GPT-4 is the latest milestone of OpenAI’s efforts to scale up deep learning. GPT-4, a large, multimodal model that accepts image and text inputs and emits text outputs, is capable of performing at a human level on varying professional and academic benchmarks. GPT-4, for example, passes a bar exam simulation with a score in the top 10%; GPT-3.5 scored around the bottom 10%. After 6 months of iteratively aligning GPT-4, we’ve used lessons from both our adversarial test program and ChatGPT. This has resulted in our best ever results (though they are far from perfect) for factuality, steeringability, as well as refusing to leave guardrails.
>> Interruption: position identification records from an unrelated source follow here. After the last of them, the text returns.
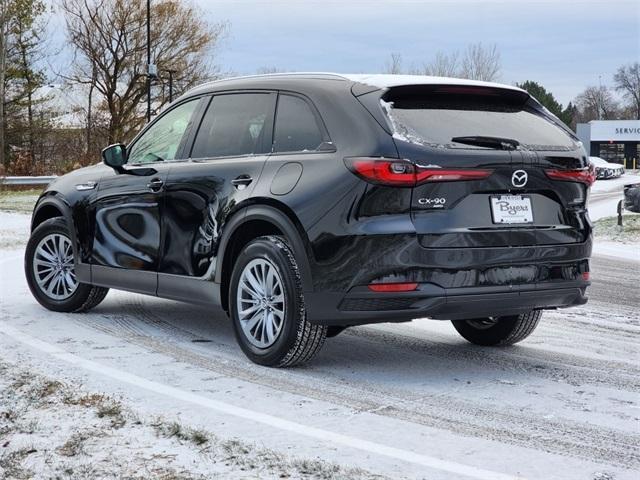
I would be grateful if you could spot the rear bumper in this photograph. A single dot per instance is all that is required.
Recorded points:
(361, 306)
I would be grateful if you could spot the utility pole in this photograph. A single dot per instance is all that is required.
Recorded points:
(600, 97)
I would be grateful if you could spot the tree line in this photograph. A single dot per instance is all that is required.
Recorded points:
(107, 40)
(40, 134)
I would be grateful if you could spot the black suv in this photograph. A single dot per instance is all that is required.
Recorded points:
(306, 203)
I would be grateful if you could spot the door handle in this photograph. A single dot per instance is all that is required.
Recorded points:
(242, 181)
(155, 185)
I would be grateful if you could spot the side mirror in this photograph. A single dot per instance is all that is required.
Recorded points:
(115, 156)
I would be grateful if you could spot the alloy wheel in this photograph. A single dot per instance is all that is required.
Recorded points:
(53, 267)
(261, 302)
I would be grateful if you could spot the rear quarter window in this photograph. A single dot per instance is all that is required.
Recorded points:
(296, 128)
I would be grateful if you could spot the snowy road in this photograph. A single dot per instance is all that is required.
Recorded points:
(410, 400)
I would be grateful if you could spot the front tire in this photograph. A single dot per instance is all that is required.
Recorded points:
(495, 331)
(267, 306)
(49, 269)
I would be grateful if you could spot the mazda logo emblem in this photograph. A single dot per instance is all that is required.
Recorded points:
(519, 178)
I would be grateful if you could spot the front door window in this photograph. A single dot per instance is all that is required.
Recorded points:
(162, 141)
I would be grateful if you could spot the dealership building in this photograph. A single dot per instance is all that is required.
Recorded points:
(617, 141)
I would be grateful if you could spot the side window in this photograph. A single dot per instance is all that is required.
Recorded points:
(234, 124)
(161, 141)
(296, 126)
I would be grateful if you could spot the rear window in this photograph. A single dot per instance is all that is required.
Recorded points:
(433, 116)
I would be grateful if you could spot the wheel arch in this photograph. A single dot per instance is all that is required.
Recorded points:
(269, 217)
(50, 206)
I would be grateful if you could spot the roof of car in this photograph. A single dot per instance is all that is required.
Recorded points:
(381, 81)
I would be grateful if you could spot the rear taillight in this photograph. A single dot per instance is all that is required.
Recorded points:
(402, 173)
(393, 287)
(583, 175)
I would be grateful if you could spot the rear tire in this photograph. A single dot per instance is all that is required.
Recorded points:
(498, 331)
(49, 251)
(266, 289)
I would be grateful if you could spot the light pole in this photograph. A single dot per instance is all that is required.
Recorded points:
(151, 68)
(170, 72)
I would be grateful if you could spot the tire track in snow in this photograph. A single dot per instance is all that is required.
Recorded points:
(604, 445)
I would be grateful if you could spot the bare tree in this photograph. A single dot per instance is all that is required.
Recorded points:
(394, 64)
(21, 38)
(627, 81)
(477, 63)
(109, 39)
(481, 63)
(596, 103)
(443, 65)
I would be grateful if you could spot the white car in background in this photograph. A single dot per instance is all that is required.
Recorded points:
(605, 169)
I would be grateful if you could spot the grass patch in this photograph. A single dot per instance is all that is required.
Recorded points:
(186, 434)
(19, 201)
(608, 229)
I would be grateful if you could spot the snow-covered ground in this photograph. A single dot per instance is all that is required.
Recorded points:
(401, 401)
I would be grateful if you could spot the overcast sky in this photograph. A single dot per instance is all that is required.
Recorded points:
(564, 44)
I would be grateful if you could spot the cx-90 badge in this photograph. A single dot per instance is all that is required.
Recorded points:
(519, 178)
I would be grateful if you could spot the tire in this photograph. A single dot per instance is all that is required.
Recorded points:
(498, 331)
(69, 296)
(293, 340)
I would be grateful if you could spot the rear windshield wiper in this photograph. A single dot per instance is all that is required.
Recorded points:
(489, 142)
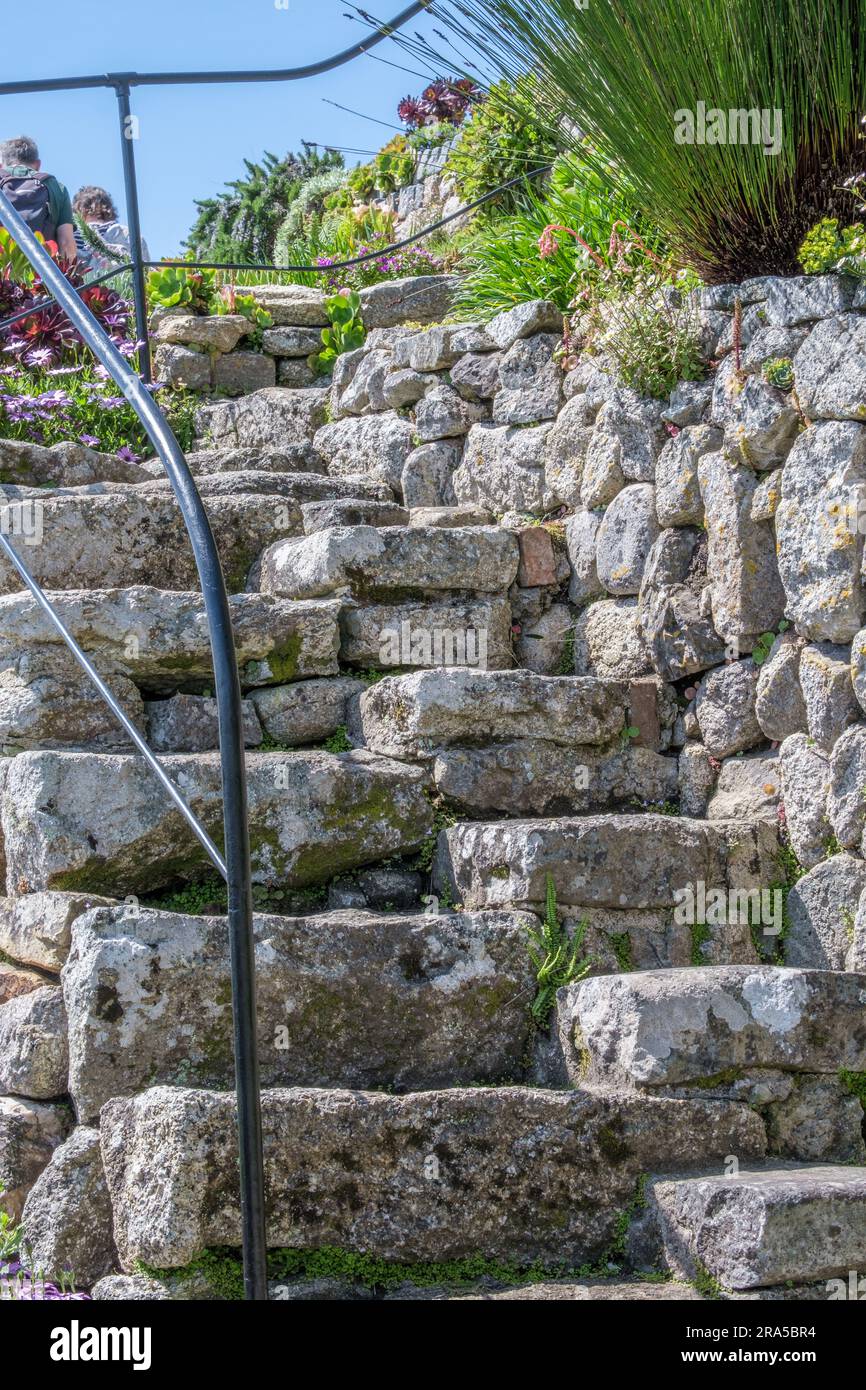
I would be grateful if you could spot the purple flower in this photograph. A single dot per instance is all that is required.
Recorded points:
(39, 357)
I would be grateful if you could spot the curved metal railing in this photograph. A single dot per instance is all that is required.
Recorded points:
(235, 863)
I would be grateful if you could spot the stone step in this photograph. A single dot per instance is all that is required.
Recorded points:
(267, 419)
(61, 466)
(416, 715)
(765, 1228)
(616, 861)
(495, 738)
(288, 458)
(345, 1000)
(153, 641)
(427, 633)
(102, 823)
(505, 1173)
(300, 488)
(692, 1027)
(131, 537)
(381, 562)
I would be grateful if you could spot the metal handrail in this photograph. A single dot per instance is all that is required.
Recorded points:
(312, 270)
(310, 70)
(237, 863)
(123, 84)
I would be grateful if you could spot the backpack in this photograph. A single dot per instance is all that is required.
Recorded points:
(29, 198)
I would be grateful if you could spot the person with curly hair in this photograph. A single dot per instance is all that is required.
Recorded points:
(96, 207)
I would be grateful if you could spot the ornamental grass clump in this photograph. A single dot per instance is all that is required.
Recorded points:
(736, 124)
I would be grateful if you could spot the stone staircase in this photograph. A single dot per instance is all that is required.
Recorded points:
(431, 795)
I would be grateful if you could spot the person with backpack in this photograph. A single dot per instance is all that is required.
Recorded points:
(38, 198)
(111, 243)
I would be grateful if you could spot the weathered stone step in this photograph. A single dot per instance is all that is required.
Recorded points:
(416, 715)
(392, 560)
(293, 459)
(766, 1226)
(129, 537)
(427, 633)
(345, 1000)
(300, 488)
(267, 419)
(102, 823)
(61, 466)
(680, 1029)
(617, 861)
(153, 641)
(495, 740)
(160, 637)
(512, 1173)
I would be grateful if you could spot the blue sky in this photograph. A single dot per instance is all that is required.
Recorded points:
(193, 139)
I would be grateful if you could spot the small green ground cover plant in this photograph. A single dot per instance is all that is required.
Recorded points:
(556, 957)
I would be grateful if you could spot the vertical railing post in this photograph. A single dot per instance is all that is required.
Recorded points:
(134, 221)
(231, 738)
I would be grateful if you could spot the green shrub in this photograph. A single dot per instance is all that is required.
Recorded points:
(826, 248)
(651, 331)
(502, 141)
(556, 958)
(242, 223)
(309, 216)
(779, 371)
(628, 72)
(346, 331)
(173, 287)
(503, 259)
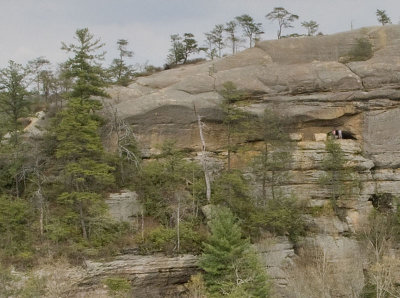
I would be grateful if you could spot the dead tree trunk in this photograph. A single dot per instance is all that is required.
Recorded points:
(203, 156)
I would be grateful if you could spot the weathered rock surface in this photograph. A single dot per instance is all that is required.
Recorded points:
(124, 206)
(301, 78)
(150, 276)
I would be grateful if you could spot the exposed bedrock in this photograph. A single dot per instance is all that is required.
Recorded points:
(301, 78)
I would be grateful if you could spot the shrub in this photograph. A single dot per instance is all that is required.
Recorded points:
(361, 51)
(118, 286)
(163, 239)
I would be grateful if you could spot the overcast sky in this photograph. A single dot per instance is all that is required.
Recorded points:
(33, 28)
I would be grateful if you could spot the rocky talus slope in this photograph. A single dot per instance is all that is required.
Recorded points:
(301, 78)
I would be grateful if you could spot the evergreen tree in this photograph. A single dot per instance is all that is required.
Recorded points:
(311, 26)
(14, 105)
(84, 67)
(285, 18)
(215, 41)
(251, 29)
(230, 265)
(176, 52)
(383, 18)
(122, 73)
(81, 152)
(79, 149)
(231, 28)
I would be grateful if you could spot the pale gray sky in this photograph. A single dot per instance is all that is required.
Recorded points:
(33, 28)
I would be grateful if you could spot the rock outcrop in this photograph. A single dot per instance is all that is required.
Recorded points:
(301, 78)
(150, 276)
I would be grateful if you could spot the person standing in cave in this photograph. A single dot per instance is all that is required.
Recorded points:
(337, 134)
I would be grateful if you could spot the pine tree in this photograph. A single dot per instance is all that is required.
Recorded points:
(84, 67)
(230, 266)
(14, 105)
(79, 149)
(121, 72)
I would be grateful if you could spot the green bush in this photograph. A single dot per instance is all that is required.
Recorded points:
(118, 286)
(232, 190)
(159, 239)
(163, 239)
(361, 51)
(16, 233)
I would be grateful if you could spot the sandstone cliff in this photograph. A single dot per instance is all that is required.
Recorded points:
(302, 78)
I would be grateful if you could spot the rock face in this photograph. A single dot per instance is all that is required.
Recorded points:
(300, 78)
(150, 276)
(124, 206)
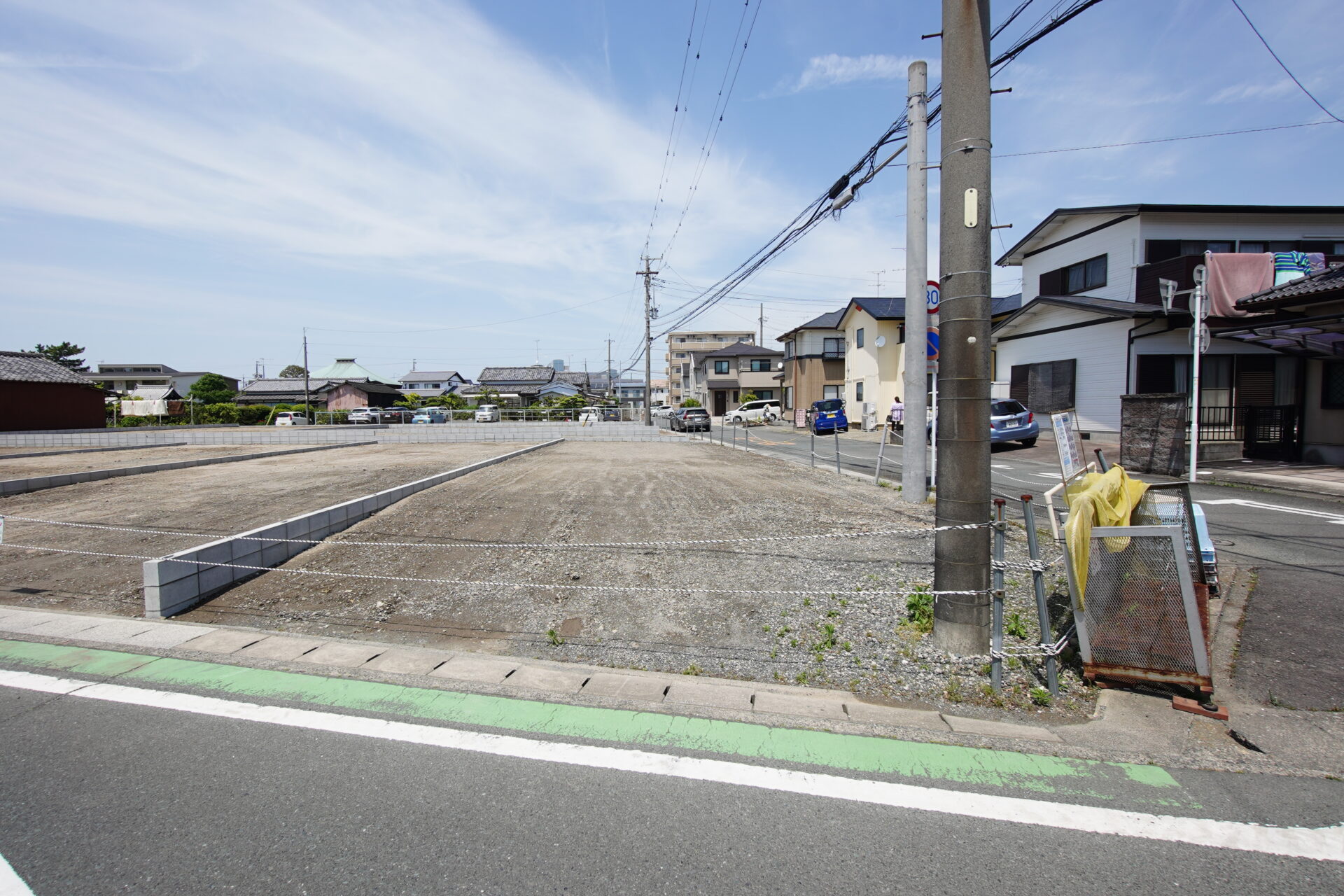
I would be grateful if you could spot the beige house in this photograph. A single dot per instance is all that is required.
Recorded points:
(723, 377)
(680, 362)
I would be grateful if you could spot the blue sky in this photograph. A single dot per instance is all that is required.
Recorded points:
(194, 183)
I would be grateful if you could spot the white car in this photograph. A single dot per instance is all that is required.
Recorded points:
(761, 410)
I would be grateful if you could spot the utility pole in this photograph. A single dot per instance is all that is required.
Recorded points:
(609, 384)
(961, 558)
(648, 336)
(305, 371)
(913, 458)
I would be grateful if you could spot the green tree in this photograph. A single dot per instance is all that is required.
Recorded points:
(64, 355)
(213, 388)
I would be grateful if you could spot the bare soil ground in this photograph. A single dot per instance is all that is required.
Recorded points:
(55, 464)
(211, 500)
(542, 602)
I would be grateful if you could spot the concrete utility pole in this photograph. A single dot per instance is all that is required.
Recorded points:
(914, 463)
(961, 558)
(648, 336)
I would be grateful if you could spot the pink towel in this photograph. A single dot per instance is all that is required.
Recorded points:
(1233, 276)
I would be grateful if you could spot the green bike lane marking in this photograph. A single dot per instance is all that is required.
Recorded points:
(1057, 776)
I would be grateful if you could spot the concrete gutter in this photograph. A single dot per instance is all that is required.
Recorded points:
(38, 482)
(178, 582)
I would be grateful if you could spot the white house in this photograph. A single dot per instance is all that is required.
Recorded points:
(1094, 327)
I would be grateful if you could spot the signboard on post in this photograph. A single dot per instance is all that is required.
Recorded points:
(1072, 460)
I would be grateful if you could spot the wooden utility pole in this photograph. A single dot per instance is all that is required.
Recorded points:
(961, 556)
(648, 336)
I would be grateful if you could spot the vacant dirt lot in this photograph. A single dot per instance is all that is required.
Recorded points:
(19, 468)
(841, 634)
(210, 500)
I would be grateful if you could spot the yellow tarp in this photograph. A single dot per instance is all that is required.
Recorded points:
(1098, 498)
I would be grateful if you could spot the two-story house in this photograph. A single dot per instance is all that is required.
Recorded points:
(680, 362)
(1094, 327)
(813, 362)
(724, 375)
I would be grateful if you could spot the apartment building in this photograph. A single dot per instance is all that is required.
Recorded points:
(680, 362)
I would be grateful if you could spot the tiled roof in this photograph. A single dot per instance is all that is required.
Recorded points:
(531, 374)
(1327, 281)
(30, 367)
(739, 349)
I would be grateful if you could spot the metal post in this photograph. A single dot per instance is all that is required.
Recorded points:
(1198, 314)
(1038, 580)
(882, 447)
(961, 556)
(914, 451)
(996, 636)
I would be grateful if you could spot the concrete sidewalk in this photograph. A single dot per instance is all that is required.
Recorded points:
(1128, 727)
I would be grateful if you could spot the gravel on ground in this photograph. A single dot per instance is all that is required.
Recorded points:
(210, 500)
(840, 634)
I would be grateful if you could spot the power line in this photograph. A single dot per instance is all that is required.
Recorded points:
(1285, 67)
(1163, 140)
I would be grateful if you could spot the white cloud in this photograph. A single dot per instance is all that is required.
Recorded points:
(834, 70)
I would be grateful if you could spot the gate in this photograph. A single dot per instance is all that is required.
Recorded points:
(1270, 431)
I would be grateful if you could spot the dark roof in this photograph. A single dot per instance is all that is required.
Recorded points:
(368, 387)
(1140, 209)
(831, 320)
(531, 374)
(739, 349)
(1104, 307)
(30, 367)
(1313, 286)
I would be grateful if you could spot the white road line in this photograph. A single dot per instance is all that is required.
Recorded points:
(1326, 844)
(10, 881)
(1338, 519)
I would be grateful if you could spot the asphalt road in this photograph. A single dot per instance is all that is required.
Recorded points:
(1294, 638)
(113, 797)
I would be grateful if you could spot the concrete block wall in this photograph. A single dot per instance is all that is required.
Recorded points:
(38, 482)
(181, 580)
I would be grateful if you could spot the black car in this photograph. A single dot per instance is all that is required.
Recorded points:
(690, 419)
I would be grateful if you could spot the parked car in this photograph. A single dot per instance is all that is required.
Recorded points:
(760, 410)
(690, 419)
(1011, 422)
(828, 415)
(363, 415)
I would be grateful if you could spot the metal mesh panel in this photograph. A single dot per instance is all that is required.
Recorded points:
(1161, 507)
(1135, 610)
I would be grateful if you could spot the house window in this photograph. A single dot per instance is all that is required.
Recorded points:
(1332, 384)
(1046, 387)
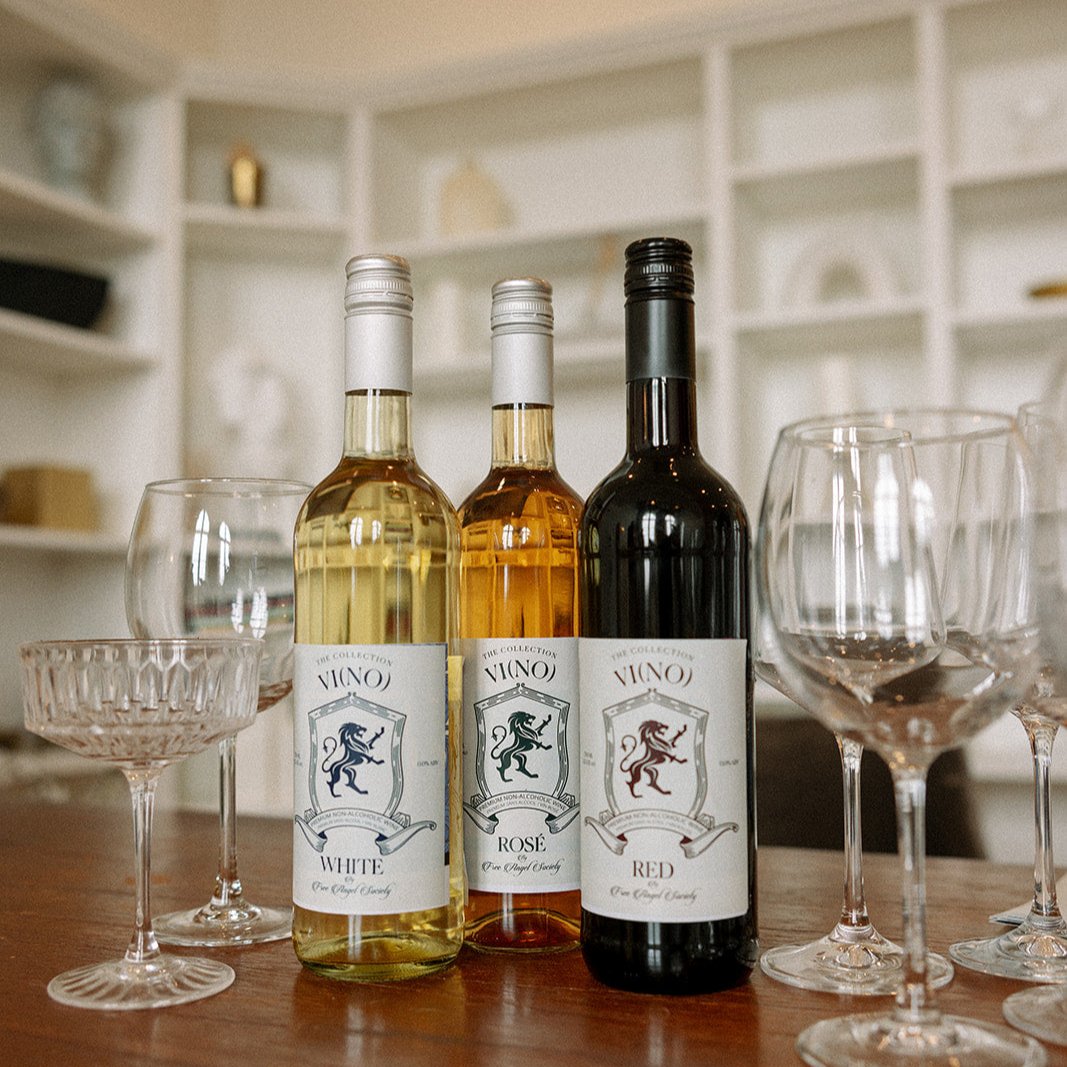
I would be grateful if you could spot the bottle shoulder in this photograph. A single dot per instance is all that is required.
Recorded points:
(521, 494)
(664, 481)
(357, 483)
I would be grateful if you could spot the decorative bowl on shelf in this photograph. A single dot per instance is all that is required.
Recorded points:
(57, 293)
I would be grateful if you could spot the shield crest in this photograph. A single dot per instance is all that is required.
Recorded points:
(522, 743)
(654, 758)
(356, 746)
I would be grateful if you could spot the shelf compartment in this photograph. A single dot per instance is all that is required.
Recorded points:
(452, 292)
(260, 231)
(1007, 68)
(865, 162)
(37, 539)
(249, 322)
(844, 328)
(27, 203)
(832, 234)
(1035, 330)
(827, 96)
(552, 149)
(567, 243)
(785, 382)
(302, 152)
(49, 348)
(1008, 237)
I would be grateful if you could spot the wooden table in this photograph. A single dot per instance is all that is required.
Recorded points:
(67, 900)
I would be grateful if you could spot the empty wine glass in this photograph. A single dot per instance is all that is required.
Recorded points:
(1035, 950)
(140, 705)
(209, 557)
(1042, 1010)
(854, 957)
(892, 576)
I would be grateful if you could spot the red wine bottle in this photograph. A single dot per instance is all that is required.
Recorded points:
(668, 848)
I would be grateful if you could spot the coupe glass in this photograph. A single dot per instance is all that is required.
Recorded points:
(211, 557)
(140, 705)
(892, 576)
(1035, 950)
(854, 957)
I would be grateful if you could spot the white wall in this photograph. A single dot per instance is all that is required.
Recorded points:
(371, 40)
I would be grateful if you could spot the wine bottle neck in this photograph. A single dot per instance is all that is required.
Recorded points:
(661, 413)
(661, 371)
(523, 436)
(378, 424)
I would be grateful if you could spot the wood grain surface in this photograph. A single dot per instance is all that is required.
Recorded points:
(67, 877)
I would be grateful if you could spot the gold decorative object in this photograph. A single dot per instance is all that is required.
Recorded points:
(57, 497)
(245, 176)
(472, 203)
(1056, 288)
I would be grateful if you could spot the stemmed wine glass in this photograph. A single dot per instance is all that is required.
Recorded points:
(854, 957)
(209, 557)
(1035, 950)
(892, 577)
(140, 705)
(1042, 1010)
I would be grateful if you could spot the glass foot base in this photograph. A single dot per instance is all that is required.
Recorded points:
(218, 925)
(943, 1041)
(1040, 1012)
(124, 986)
(1032, 952)
(848, 960)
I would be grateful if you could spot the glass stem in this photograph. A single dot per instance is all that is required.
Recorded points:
(143, 946)
(227, 886)
(1041, 737)
(916, 1002)
(854, 913)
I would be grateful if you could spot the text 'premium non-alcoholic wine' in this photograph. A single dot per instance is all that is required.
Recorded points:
(378, 891)
(668, 858)
(519, 537)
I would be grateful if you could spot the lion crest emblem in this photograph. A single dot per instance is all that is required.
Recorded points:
(514, 741)
(645, 754)
(346, 753)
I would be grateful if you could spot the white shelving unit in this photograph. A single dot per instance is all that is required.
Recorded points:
(872, 190)
(263, 286)
(100, 398)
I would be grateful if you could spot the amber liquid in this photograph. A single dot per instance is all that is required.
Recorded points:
(376, 564)
(519, 541)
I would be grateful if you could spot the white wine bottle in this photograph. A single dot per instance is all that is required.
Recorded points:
(519, 615)
(378, 865)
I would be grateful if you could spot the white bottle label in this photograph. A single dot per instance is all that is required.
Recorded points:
(370, 778)
(664, 779)
(520, 773)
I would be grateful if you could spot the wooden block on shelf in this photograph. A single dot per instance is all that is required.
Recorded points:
(56, 497)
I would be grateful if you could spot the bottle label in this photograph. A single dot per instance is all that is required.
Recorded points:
(520, 776)
(370, 778)
(664, 779)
In the last two years we have rebuilt our deep learning stack, and together with Azure co-designed a powerful supercomputer for our workload. As a \”test run\”, we trained GPT 3.5 a year ago. We fixed some bugs, and we improved our theoretical basis. Our GPT-4 run was, (for us) at least! Our first large model, whose performance in training we could accurately predict before time, was unprecedentedly stable. We will continue to work on reliable scaling and refine our methodology in order to predict future capabilities more accurately. This is something we consider critical to safety.
GPT-4 text input is now available via ChatGPT (with a waiting list) and the API. We’re working closely with one partner to prepare the image entry capability for wider distribution. OpenAI Evals is our framework for automated model evaluation. Anyone can use it to report any shortcomings.